Once patients met criteria for chronic pain, they remained in the chronic pain group regardless of their scores on future CCS surveys. Of the 960 patients who were analyzed, 58 (6.0%) met the criteria for chronic pain. Younger patients were more likely to meet chronic pain criteria (55 ± 16 vs 60 ± 14 years; P = 0.009).

Additionally, patients who went on to develop chronic pain had higher preoperative VAS pain scores compared to patients who did not develop chronic pain ( P < 0.001). Steroid use, obstructive hernia, or history of weight lifting, chronic cough, constipation, diabetes, benign prostatic hypertrophy, or chronic obstructive pulmonary disease were all similar between groups ( all P > 0.05).
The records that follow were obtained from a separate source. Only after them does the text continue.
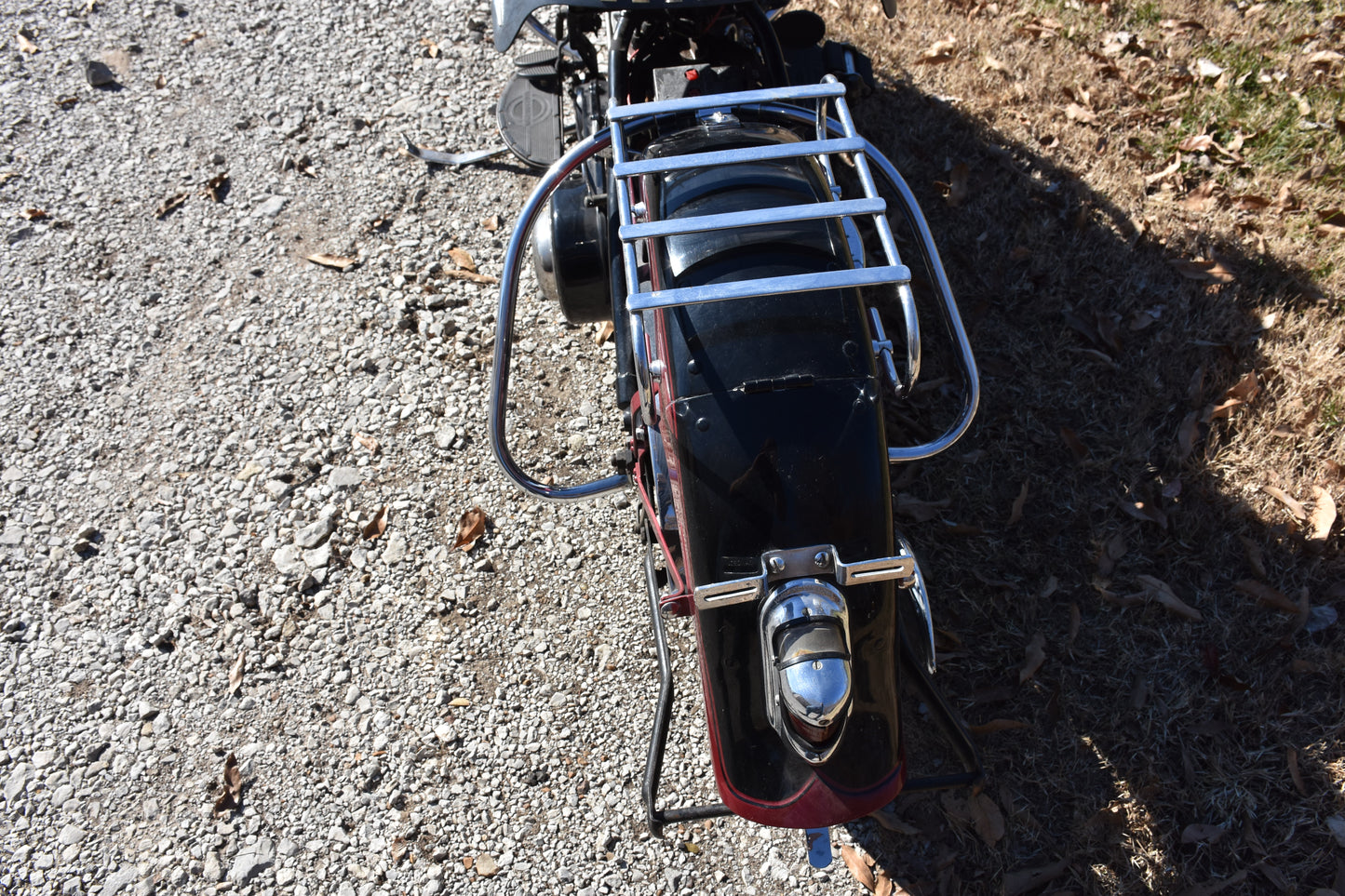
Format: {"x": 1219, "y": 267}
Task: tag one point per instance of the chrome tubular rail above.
{"x": 504, "y": 328}
{"x": 635, "y": 228}
{"x": 948, "y": 305}
{"x": 833, "y": 138}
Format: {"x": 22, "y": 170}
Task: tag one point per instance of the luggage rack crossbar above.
{"x": 768, "y": 287}
{"x": 770, "y": 153}
{"x": 635, "y": 229}
{"x": 755, "y": 218}
{"x": 822, "y": 90}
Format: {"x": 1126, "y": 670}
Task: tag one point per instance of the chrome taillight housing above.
{"x": 806, "y": 662}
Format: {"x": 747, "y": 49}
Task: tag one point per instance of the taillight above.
{"x": 806, "y": 657}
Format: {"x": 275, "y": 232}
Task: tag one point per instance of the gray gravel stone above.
{"x": 118, "y": 880}
{"x": 315, "y": 533}
{"x": 288, "y": 560}
{"x": 251, "y": 860}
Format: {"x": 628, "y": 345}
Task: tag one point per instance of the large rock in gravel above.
{"x": 251, "y": 862}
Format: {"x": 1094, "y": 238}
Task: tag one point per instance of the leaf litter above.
{"x": 232, "y": 786}
{"x": 471, "y": 527}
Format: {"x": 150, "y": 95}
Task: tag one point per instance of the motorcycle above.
{"x": 713, "y": 199}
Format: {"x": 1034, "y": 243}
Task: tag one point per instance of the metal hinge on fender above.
{"x": 804, "y": 561}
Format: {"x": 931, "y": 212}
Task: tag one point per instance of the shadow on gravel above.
{"x": 1100, "y": 365}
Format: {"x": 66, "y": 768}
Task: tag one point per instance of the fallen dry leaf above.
{"x": 1200, "y": 198}
{"x": 1034, "y": 655}
{"x": 169, "y": 204}
{"x": 470, "y": 528}
{"x": 233, "y": 784}
{"x": 1187, "y": 435}
{"x": 1325, "y": 58}
{"x": 375, "y": 527}
{"x": 218, "y": 187}
{"x": 1294, "y": 774}
{"x": 1166, "y": 172}
{"x": 1224, "y": 409}
{"x": 1255, "y": 558}
{"x": 339, "y": 262}
{"x": 1196, "y": 142}
{"x": 1244, "y": 389}
{"x": 1290, "y": 503}
{"x": 468, "y": 274}
{"x": 1163, "y": 592}
{"x": 919, "y": 510}
{"x": 937, "y": 53}
{"x": 486, "y": 865}
{"x": 858, "y": 868}
{"x": 1323, "y": 518}
{"x": 1076, "y": 447}
{"x": 1145, "y": 513}
{"x": 462, "y": 259}
{"x": 1204, "y": 269}
{"x": 235, "y": 673}
{"x": 1202, "y": 835}
{"x": 1266, "y": 596}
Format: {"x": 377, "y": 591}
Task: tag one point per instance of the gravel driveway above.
{"x": 217, "y": 452}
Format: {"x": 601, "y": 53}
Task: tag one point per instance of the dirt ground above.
{"x": 1134, "y": 555}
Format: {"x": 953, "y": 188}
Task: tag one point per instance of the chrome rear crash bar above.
{"x": 803, "y": 561}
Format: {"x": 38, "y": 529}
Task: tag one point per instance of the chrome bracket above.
{"x": 882, "y": 353}
{"x": 803, "y": 561}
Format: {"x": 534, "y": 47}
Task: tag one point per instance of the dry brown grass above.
{"x": 1106, "y": 362}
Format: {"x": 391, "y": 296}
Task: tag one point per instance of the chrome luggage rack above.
{"x": 834, "y": 136}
Intraoperative characteristics

There were no intraoperative differences between patients who went on to develop chronic pain and those who did not. Mesh was used in all cases, and mesh size was not associated with the development of chronic pain.

The operative approach ( P = 0.498) and duration of surgery ( P = 0.962 for unilateral hernias, and P = 0.874) were both similar between the groups.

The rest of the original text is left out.